An UBER client submitted a complaint against a Muslim woman driver wearing an Islamic supremacist headbag, sparking outrage across social media and unraveling a conundrum about the ethics of public shaming of ‘racist’ (What ‘race’ is Islam?) behavior.
WARNING TO UBER USERS: Always request a non-Muslim driver, especially a non-Muslim male driver, if you are a woman.

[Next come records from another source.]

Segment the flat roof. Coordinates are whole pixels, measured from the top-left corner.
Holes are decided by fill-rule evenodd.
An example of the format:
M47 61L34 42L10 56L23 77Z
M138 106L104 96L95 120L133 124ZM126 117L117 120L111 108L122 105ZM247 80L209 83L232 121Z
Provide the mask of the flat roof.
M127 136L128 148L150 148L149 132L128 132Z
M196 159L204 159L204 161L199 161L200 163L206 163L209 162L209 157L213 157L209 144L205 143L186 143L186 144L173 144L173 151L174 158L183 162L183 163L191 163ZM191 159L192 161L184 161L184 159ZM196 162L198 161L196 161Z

Vocativ Uber user Rene Hunter allegedly complained that the ride-sharing company “allowed” a Muslim driver, Sonia Marcella Martinez, to wear a headscarf, which Hunter mislabeled as a “berka.” On August 8, Martinez posted a screenshot of the alleged complaint—which said Martinez’s husband could be “the enemy within”—on the Facebook page Muslims Are Not Terrorists.
The post went viral, spreading across Tumblr, Twitter, Reddit and various women’s forums. In part, it garnered support and prompted others to share similar stories: One Muslim-American, Leilah Abdurahman, wrote that she also received Uber and Lyft cancellations that she suspected were motivated by prejudice and Islamophobia.
The complaint also ignited outrage at Hunter’s behavior and sparked a sort of social media witch hunt, aimed at teaching Hunter a lesson about religious discrimination. Commentators shared Hunter’s personal information, workplace and employer’s contact details. Dozens of users shared images of the messages they sent to Hunter denouncing racism (what ‘race’ is Islam?), as well as complaints sent to Hunter’s employer in North Carolina. Others submitted outraged reviews to her employer’s pages.
In the aftermath of the backlash, it appears that Hunter deleted her Facebook and Twitter accounts, and that her employer disabled reviews and comments on their professional pages. Neither Hunter or Martinez responded to requests for comment.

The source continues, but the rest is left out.